Contudo, há uma série de limitações em projetos como esse. Em primeiro lugar, o uso de servidores é limitado para 20 a 40 terminais, o que significa gastos relevantes com os mesmos. Um servidor deve ter processamento e memória suficiente para todo esse número de execuções paralelas, gerando gastos sensíveis com estes também. Em segundo lugar, o uso de terminais leves acarreta numa experiência limitada pelo usuário, que possui, teoricamente, pouca capacidade de recursos da máquina para uso no dia-a-dia, não podendo, por exemplo, carregar vários aplicativos de uma só vez. Isso acarreta, dependendo da situação (como uma estação onde há jogos 3D, por exemplo) num estado desagradável em termos de economia (já que o valor investido em servidores poderia ser equivalente, no caso) e uso (os usuários não estariam limitados). Portanto, uma solução como este projeto visaria um suporte mais adequado e flexível, podendo até ser aplicado facilmente em famílias que adotem o conceito de computador público. Vale lembrar também que, em termos de funções exclusivamente pessoais, hoje até celulares suprem necessidades mais privadas e básicas.

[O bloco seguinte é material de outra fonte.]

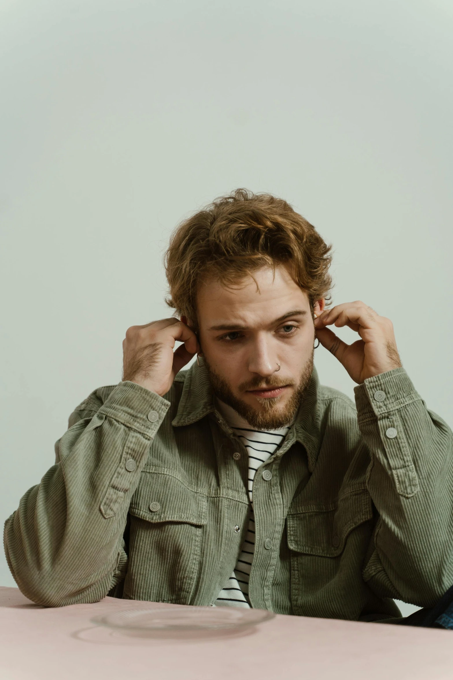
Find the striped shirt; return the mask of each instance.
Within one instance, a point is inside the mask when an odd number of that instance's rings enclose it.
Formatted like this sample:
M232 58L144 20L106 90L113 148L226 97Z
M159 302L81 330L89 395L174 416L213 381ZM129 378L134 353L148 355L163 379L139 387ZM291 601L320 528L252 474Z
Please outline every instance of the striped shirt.
M281 430L255 430L231 407L217 400L217 407L226 423L242 441L249 454L248 491L250 499L250 517L247 532L236 567L228 582L215 600L216 607L249 608L249 579L255 551L255 517L253 515L253 479L256 471L270 458L281 444L288 427Z

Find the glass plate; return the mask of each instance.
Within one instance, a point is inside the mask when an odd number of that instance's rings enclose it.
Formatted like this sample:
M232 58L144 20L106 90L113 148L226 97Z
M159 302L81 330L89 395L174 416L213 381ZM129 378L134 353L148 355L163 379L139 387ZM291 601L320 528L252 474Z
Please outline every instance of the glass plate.
M273 619L273 611L237 607L150 607L146 609L123 609L98 616L94 623L128 631L231 630L256 626Z

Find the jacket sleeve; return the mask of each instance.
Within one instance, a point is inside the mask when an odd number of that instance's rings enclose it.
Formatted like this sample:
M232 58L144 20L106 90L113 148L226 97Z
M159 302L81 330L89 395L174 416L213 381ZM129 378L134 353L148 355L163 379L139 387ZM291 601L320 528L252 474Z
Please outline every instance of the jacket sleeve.
M102 393L71 415L56 464L5 524L10 568L40 605L97 602L126 568L130 498L170 403L129 381Z
M355 391L379 514L363 578L381 596L432 607L453 584L453 433L403 369Z

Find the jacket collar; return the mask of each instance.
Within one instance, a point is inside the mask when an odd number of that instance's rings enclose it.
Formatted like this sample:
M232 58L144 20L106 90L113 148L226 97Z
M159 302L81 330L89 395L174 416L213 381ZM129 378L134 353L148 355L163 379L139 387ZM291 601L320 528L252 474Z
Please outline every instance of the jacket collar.
M204 364L198 366L194 363L187 371L182 371L177 376L176 381L182 380L184 381L182 394L177 414L172 421L174 427L191 425L215 411L214 394ZM294 424L277 453L277 455L283 455L295 441L300 442L307 452L310 472L314 469L321 446L319 390L318 374L316 369L313 369L311 380Z

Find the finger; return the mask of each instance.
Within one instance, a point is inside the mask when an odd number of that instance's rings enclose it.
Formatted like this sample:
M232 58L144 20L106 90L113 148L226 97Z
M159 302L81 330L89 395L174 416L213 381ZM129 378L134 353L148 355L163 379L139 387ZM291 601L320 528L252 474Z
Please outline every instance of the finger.
M333 356L337 358L338 361L341 362L344 350L349 345L343 342L329 328L316 329L316 336L323 347L328 350Z
M185 348L189 352L192 352L192 356L198 351L198 341L194 331L183 324L182 321L179 321L177 324L173 324L166 328L167 333L175 339L175 341L183 342Z
M145 324L144 326L137 326L137 328L149 328L150 326L152 326L153 329L161 330L162 328L166 328L167 326L173 326L175 324L180 323L179 319L177 319L175 316L170 316L168 319L159 319L158 321L151 321L149 324Z
M342 326L351 322L364 328L373 328L377 324L376 316L376 312L364 303L349 303L338 305L329 311L323 312L315 319L314 326L321 328L332 324Z
M195 354L195 352L187 352L185 348L185 345L181 345L175 350L173 352L173 371L175 375L179 373L179 371L187 364L192 358Z

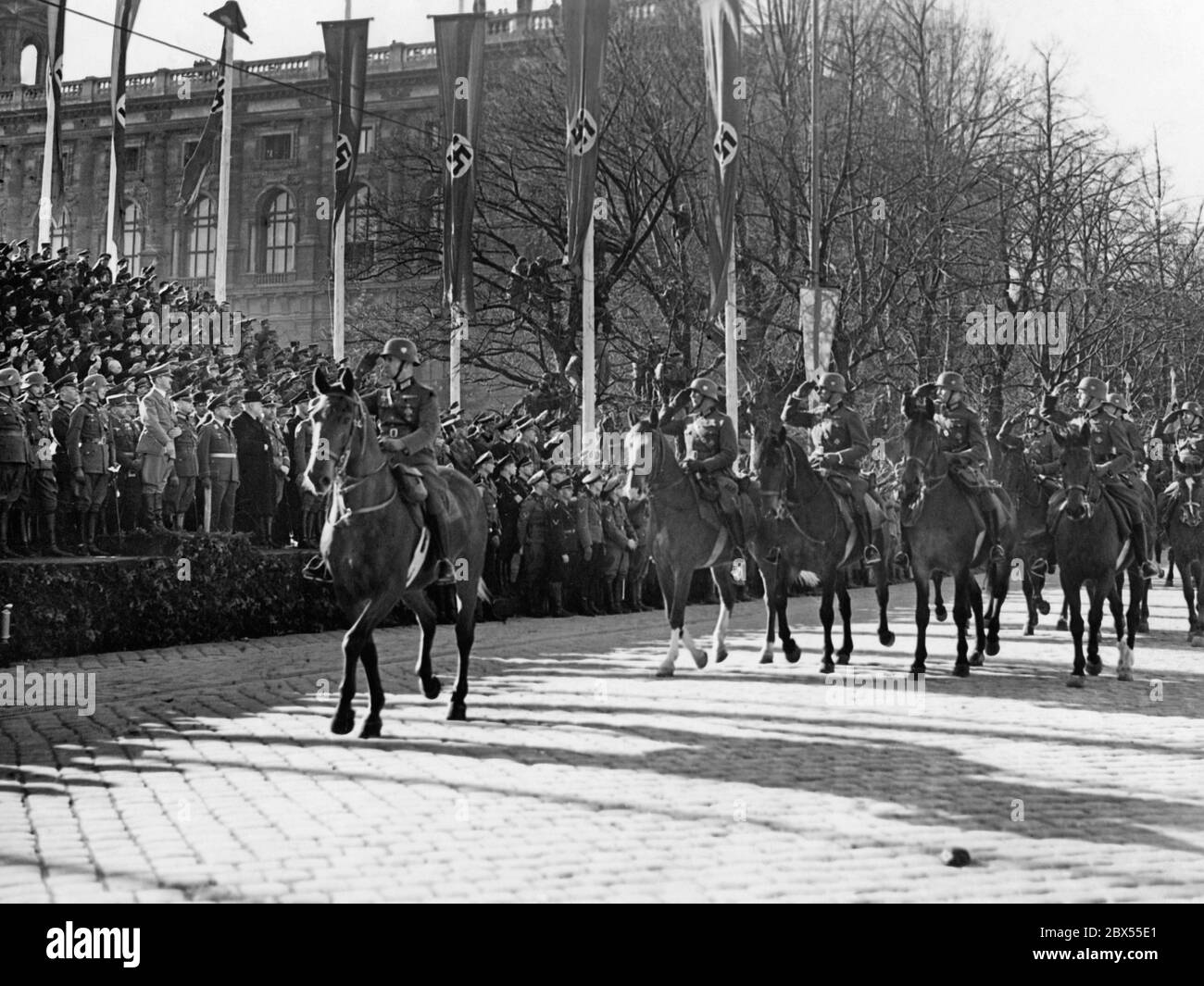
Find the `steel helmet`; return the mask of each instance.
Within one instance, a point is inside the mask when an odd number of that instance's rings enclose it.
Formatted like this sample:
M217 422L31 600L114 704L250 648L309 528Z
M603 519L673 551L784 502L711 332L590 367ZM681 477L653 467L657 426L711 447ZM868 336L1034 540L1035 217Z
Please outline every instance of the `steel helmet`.
M844 377L839 373L825 373L820 377L820 386L831 390L833 394L848 394L849 388L844 384Z
M421 362L418 358L418 347L412 340L391 338L380 350L382 356L396 356L402 362L412 362L414 366Z
M1108 400L1108 384L1099 379L1099 377L1084 377L1079 380L1079 390L1094 401Z

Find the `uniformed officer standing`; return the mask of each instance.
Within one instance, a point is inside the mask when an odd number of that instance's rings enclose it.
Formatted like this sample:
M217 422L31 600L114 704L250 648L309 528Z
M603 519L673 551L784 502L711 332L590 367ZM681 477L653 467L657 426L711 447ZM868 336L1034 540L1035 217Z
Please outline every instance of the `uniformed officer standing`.
M978 413L966 403L966 380L961 373L945 371L937 377L938 411L933 420L940 430L940 450L962 489L975 498L986 525L986 539L995 561L1004 557L999 544L999 516L1003 504L987 482L985 470L991 464L991 449Z
M686 407L690 408L686 414ZM714 380L697 377L687 390L678 391L673 403L661 409L661 431L677 435L685 447L684 467L691 476L714 483L719 508L731 529L736 549L744 545L744 518L740 515L739 486L732 467L739 457L739 443L732 419L719 411L719 388Z
M238 443L238 494L235 509L250 525L252 542L268 544L268 521L276 509L272 441L264 424L264 395L255 389L242 397L242 413L230 419ZM242 530L242 527L240 527Z
M1174 436L1170 451L1171 482L1158 496L1158 526L1169 533L1173 507L1179 502L1184 479L1199 480L1204 467L1204 408L1196 401L1184 401L1153 427L1152 438L1163 443L1163 457L1170 444L1167 435Z
M238 491L238 441L230 427L230 400L224 394L209 398L209 414L196 438L196 478L209 502L212 527L234 531L234 504ZM203 521L202 521L203 522Z
M81 553L99 555L96 521L108 495L108 470L117 462L117 447L108 423L108 412L101 406L108 380L100 373L84 378L83 401L71 412L67 425L67 459L76 484L76 504L79 509L82 535Z
M51 432L54 435L54 482L59 489L58 529L66 544L75 544L75 490L71 479L71 462L67 460L67 426L71 424L71 412L79 403L78 378L73 372L65 373L54 382L58 403L51 412ZM79 541L83 533L79 533Z
M869 483L861 474L861 460L869 454L869 432L861 415L844 403L849 389L843 376L825 373L820 378L822 411L807 411L807 396L814 388L815 384L808 380L791 394L781 409L781 420L787 425L811 429L811 466L831 472L848 484L846 500L861 535L862 560L866 565L874 565L881 561L881 555L874 547L874 532L866 508Z
M138 402L137 454L142 456L142 515L147 530L163 531L163 491L167 485L171 460L176 457L176 426L171 411L171 364L160 364L147 371L153 386Z
M20 373L11 366L0 370L0 557L12 557L8 549L8 512L25 488L29 471L29 436L25 413L17 403Z
M548 477L541 470L531 477L531 492L519 508L520 578L527 614L544 613L543 586L547 584Z
M58 545L55 514L59 508L58 483L54 479L54 432L51 427L51 409L46 406L46 377L41 373L26 373L22 378L20 403L25 411L25 423L29 430L29 518L36 514L42 520L42 541L45 554L58 557L67 553ZM26 532L25 543L30 537Z
M183 391L176 395L176 468L175 482L169 486L171 492L167 513L173 518L175 530L184 530L184 516L196 502L196 423L193 414L193 395ZM197 525L200 526L200 525Z
M435 461L435 439L439 433L439 411L435 392L414 379L414 367L421 360L418 347L406 338L391 338L379 354L370 354L359 367L360 373L383 360L385 386L368 394L364 403L376 415L380 448L389 453L394 465L417 468L426 485L426 514L438 545L436 581L455 581L455 568L449 557L452 537L447 522L447 482Z
M1158 574L1158 568L1149 561L1140 488L1134 482L1139 477L1133 471L1133 450L1125 431L1104 413L1106 400L1106 384L1098 377L1084 377L1079 382L1079 408L1082 415L1076 424L1081 427L1081 423L1086 423L1091 430L1088 448L1091 460L1097 466L1096 472L1112 501L1128 515L1133 555L1141 565L1141 573L1152 578ZM1056 507L1063 496L1064 492L1055 495L1050 507Z

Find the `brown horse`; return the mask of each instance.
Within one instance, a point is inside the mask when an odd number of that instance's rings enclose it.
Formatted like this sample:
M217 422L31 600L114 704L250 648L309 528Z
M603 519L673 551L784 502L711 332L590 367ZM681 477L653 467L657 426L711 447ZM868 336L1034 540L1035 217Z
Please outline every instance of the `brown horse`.
M1008 596L1010 559L1015 544L1015 522L1008 495L1001 500L1008 508L1008 522L999 529L1004 557L991 561L990 545L976 507L968 494L949 477L949 460L940 449L940 435L933 423L936 406L932 398L913 394L903 401L903 413L909 419L903 432L905 459L899 478L902 525L911 559L911 580L915 584L915 661L914 674L923 674L928 657L928 581L936 574L951 575L955 585L954 621L957 624L957 660L954 674L966 678L970 665L982 663L982 651L999 653L999 613ZM975 566L985 565L991 604L986 613L984 637L982 592L974 579ZM966 640L970 613L974 614L976 643L967 660Z
M627 488L647 490L648 544L656 565L656 579L665 596L665 615L669 621L669 650L656 671L657 678L669 678L678 650L685 646L700 668L707 666L707 651L695 644L685 625L685 606L690 583L698 568L709 568L719 590L719 620L715 622L715 662L727 657L727 624L736 607L732 581L732 535L718 508L703 509L697 484L678 465L673 439L657 431L657 418L638 421L627 432ZM752 529L752 518L745 531Z
M423 693L437 698L442 683L431 672L435 610L424 591L435 581L436 559L427 550L430 535L420 508L402 498L389 461L377 442L376 424L355 391L355 378L344 370L331 385L320 368L313 373L320 395L309 417L313 445L305 485L318 495L334 488L330 514L321 531L321 555L335 583L338 606L352 621L343 637L343 681L331 732L349 733L355 722L355 662L362 661L368 679L370 710L361 738L380 736L384 690L377 668L372 631L403 602L418 616L421 653L417 673ZM465 719L468 693L468 655L476 636L478 596L488 601L482 584L489 525L480 492L466 477L442 468L448 484L447 555L456 569L455 636L460 665L448 719Z
M851 602L848 569L861 560L860 539L855 525L845 521L837 502L837 494L807 459L807 453L779 424L756 443L752 471L761 486L766 513L754 539L757 565L765 578L766 642L761 663L773 661L773 625L777 618L778 636L786 661L798 660L798 645L790 636L786 604L792 581L820 585L820 621L824 625L824 659L821 674L836 671L832 662L832 597L840 606L844 639L836 651L838 665L848 665L852 655L850 632ZM875 547L881 555L875 573L878 594L878 640L884 646L895 643L886 620L890 604L887 559L891 547L885 525L879 529Z

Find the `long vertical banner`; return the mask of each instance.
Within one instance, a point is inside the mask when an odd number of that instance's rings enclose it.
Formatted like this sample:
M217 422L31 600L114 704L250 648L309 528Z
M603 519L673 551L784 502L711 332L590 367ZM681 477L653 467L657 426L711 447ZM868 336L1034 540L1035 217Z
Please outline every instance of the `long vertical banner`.
M715 134L712 138L710 173L715 187L710 214L708 259L710 311L714 321L727 301L727 260L736 230L736 189L739 182L739 143L744 129L744 94L740 78L739 0L698 0L702 14L703 60L707 94Z
M179 199L176 205L190 209L196 205L205 187L205 179L217 159L218 143L222 140L222 113L225 112L225 63L229 55L225 33L222 35L222 55L218 58L217 88L213 90L213 102L209 104L209 116L205 120L201 140L184 161L184 177L179 183Z
M443 132L443 293L449 305L476 314L472 279L473 160L484 91L485 17L435 17Z
M138 13L138 0L117 0L113 14L113 69L110 79L110 108L113 114L113 137L108 146L108 228L106 252L111 254L110 267L116 272L120 256L118 237L122 236L122 206L125 201L125 52L130 46L130 31ZM116 276L116 273L114 273Z
M368 70L368 20L323 20L326 43L326 71L335 123L335 208L334 231L347 207L360 154L360 125L364 120L364 85Z
M568 94L565 143L568 149L568 238L565 265L582 262L594 214L594 181L598 167L598 117L602 114L602 64L610 0L565 0L565 55Z
M67 0L55 0L46 8L51 57L46 59L46 147L42 158L42 195L39 203L37 241L51 238L51 223L63 220L66 184L63 179L63 37Z

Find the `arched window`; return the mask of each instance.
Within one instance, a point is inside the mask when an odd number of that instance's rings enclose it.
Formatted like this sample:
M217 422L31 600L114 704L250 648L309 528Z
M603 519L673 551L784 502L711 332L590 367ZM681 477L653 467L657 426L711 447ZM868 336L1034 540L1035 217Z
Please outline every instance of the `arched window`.
M142 270L142 207L131 200L122 209L122 256L130 261L130 274Z
M184 277L213 277L218 250L218 212L202 195L187 217Z
M293 196L268 193L259 213L262 243L259 268L264 273L288 273L296 268L297 212Z
M347 203L347 266L350 270L372 266L374 255L372 189L360 185Z
M39 78L37 70L42 64L42 53L33 41L26 41L20 49L20 84L41 85L45 78Z
M63 222L51 219L51 250L58 256L60 249L71 249L71 209L63 209Z

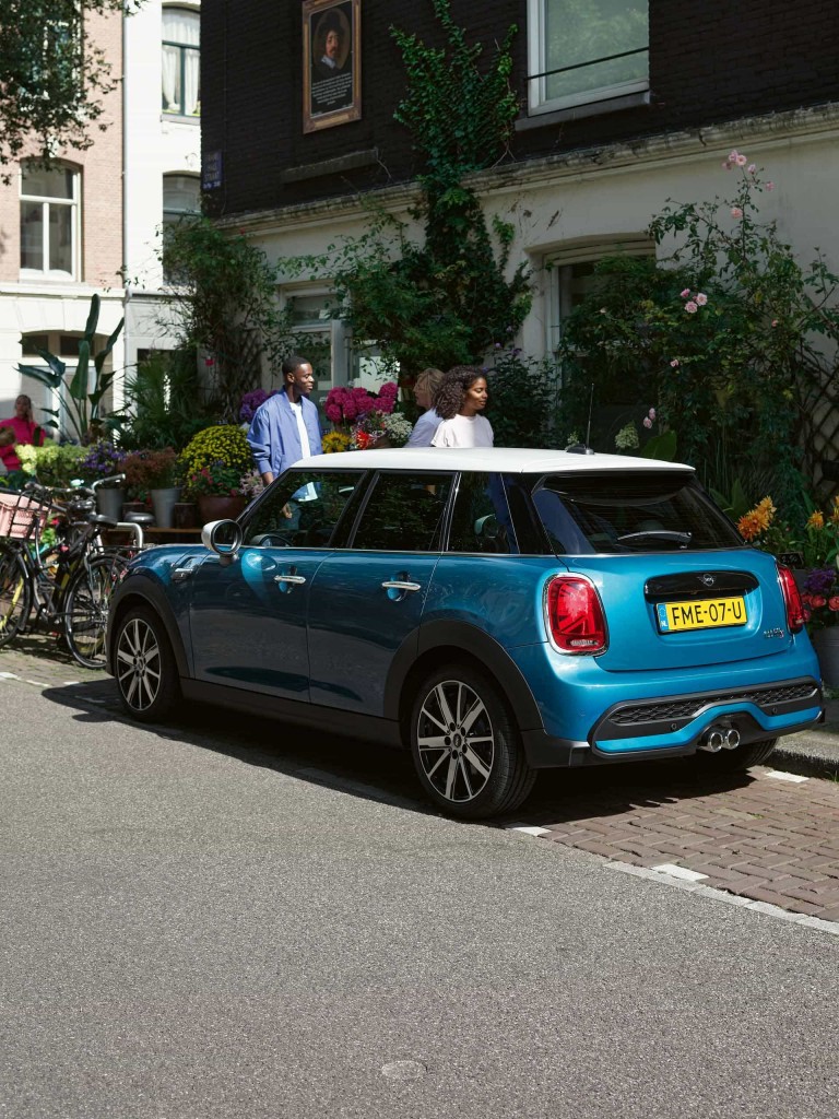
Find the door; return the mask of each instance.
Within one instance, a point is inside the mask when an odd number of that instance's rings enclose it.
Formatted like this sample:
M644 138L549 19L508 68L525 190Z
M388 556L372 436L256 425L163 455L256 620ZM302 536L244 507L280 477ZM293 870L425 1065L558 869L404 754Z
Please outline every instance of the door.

Somando todos esses conceitos, temos surgindo uma outra mentalidade: a do computador público. Havendo interesses, isso pode ser levando adiante, tornando o uso de um computador algo não degradável, em termos de manutenção, personalizável e compartilhado, onde não há desperdício de tempo, dinheiro e recursos, tanto de máquina quanto de natureza. Afinal, viver num mundo público e aberto é algo muito mais humano do que viver pessoalmente e fechado.

Obviamente, isso vai contra a idéia do capitalismo que vivemos atualmente e das grandes empresas que, por interesse em vender mais e mais, acabam por não deixar a idéia difundir ou chegar à prática. Neste caso, a melhor “arma” é a própria comunidade, que pode perfeitamente levar adiante um projeto que visa o bem geral, assim como está acontecendo com o Linux.

Esse projeto começará a ser desenvolvido na Unifesp (Universidade Federal de São Paulo), com minha participação, no campus de São José dos Campos, produzindo um software que implante esse sistema em qualquer distribuição Linux, aumentando ainda mais o grau de liberdade e desenvolvimento em termos de comunidade. Em breve, também haverá um site para o mesmo.